GIN does not support range searches (needed for <, <=, >, >=), prefix or wildcard, etc. It also doesn't support index-only scans, last I checked. You cannot efficiently ORDER BY a nested GIN value.
I recommend reading the paper.
Developers, developers, developers
I think a `||` that works with JSON patches would be nice, but you can easily implement that as an extension if you need it.
Not the end of the world, but I have to look up the syntax every time I need to write a query.
I would prefer to use Postgres as my database, so this is worth investigating. Taking a brief look at the github page, it looks like it will be easy to swap it out in my code.
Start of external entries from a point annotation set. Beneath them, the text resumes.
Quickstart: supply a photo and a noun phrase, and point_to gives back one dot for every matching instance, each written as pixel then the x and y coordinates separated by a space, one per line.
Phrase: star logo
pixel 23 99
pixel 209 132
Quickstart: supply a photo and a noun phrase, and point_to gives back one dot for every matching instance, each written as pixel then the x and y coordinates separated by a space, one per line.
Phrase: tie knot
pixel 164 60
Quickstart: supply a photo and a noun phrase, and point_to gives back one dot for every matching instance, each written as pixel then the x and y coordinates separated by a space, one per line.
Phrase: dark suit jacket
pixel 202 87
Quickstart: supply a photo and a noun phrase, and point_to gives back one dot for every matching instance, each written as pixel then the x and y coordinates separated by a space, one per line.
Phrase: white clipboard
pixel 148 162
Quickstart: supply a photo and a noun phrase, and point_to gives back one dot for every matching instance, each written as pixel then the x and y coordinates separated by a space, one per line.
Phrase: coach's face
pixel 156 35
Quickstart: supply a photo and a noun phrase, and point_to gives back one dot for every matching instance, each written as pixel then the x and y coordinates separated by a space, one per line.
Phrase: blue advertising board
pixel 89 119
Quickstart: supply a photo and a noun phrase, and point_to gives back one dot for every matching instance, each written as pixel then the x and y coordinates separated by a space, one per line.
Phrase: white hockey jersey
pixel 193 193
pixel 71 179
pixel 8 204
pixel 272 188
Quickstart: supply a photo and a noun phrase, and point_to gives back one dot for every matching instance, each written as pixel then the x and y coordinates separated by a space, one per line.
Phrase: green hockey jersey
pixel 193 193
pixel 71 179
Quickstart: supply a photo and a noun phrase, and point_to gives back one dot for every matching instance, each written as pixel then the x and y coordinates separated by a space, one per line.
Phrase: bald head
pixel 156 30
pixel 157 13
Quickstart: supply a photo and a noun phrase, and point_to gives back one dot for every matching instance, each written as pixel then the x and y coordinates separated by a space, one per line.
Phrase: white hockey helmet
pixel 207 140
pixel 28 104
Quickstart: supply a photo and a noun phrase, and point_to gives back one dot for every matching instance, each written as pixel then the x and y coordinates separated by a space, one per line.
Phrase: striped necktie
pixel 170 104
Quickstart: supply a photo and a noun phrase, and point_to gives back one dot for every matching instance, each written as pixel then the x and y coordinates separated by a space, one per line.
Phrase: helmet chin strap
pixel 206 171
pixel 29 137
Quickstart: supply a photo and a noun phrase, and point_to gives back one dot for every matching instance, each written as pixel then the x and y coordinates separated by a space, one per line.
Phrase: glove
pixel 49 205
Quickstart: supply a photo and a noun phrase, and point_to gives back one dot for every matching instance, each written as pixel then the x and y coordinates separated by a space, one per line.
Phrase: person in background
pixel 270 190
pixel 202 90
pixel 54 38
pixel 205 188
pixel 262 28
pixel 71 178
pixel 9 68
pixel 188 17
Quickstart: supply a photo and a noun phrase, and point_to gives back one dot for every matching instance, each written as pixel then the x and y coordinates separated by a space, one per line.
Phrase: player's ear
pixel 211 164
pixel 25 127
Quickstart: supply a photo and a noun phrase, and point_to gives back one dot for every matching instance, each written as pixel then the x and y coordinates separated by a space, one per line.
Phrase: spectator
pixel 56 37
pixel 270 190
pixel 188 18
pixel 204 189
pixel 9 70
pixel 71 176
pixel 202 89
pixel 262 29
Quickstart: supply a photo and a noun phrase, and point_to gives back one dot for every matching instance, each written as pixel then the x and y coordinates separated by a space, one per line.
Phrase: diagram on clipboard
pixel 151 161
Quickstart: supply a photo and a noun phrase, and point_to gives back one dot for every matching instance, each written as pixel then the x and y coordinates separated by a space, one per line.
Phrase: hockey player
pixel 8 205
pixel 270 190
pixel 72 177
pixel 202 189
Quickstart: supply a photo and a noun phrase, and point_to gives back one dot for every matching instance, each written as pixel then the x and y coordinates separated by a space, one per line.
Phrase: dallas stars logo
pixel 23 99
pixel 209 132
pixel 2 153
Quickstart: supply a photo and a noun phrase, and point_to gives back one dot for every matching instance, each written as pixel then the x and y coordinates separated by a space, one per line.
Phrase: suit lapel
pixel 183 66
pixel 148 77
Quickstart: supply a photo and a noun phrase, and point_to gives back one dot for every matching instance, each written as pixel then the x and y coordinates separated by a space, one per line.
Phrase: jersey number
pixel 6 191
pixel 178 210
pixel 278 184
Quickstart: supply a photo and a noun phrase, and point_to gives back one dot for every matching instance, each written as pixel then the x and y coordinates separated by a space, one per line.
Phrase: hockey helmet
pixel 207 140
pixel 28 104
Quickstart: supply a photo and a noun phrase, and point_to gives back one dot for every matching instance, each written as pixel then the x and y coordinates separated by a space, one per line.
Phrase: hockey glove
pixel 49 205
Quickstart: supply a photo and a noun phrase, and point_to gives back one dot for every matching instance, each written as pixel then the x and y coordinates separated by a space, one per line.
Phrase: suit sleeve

So I think I know what I'll be spending my next sprint on.
The complexity of maintaining a relational database is at the core of their proprietary business model.
For operational systems, documents are just better in every way.
Leave the rdbms for analytics and reporting.
They (Microsoft) really don’t want you using it.
Cosmos can be a drop-in replacement.
If you start thinking in Domain-Driven Design terms, you realize the technology should be dictated by the business models. In many (if not most) cases, a document database is more than sufficient for most bounded contexts and its services, events, commands, and data.
Spinning up a relational database, managing schema changes, and tuning indexes is a constant drag on productivity.
If Microsoft wanted to compete with DynamoDB or MongoDB, they'd make the Cosmos document database a first line service in Azure. But you have to first spin up Cosmos and then identify a type of data storage. There is no technical reason for this setup other than to lump various non-relational data storage types into one service and create confusion and complexity.
I've done bake-offs between Microsoft and AWS and when I talk about a standard serverless architecture, the MS people are usually confused and respond, "What do you mean?" and the AWS folks are "Cool, so Lambdas and DynamoDB. We have 17 sample solutions for you."
I'm not saying you can't do serverless in Azure. I'm saying the support and advocacy is not there.
They call (or called, 3 years ago) it a "multi-modal" database, but really it was just a wrapper around three engines. It did come with fairly standardised pricing and availability guarantees, though, so my impression it was it was trying to sell to cloud architects and CIOs who might appreciate that.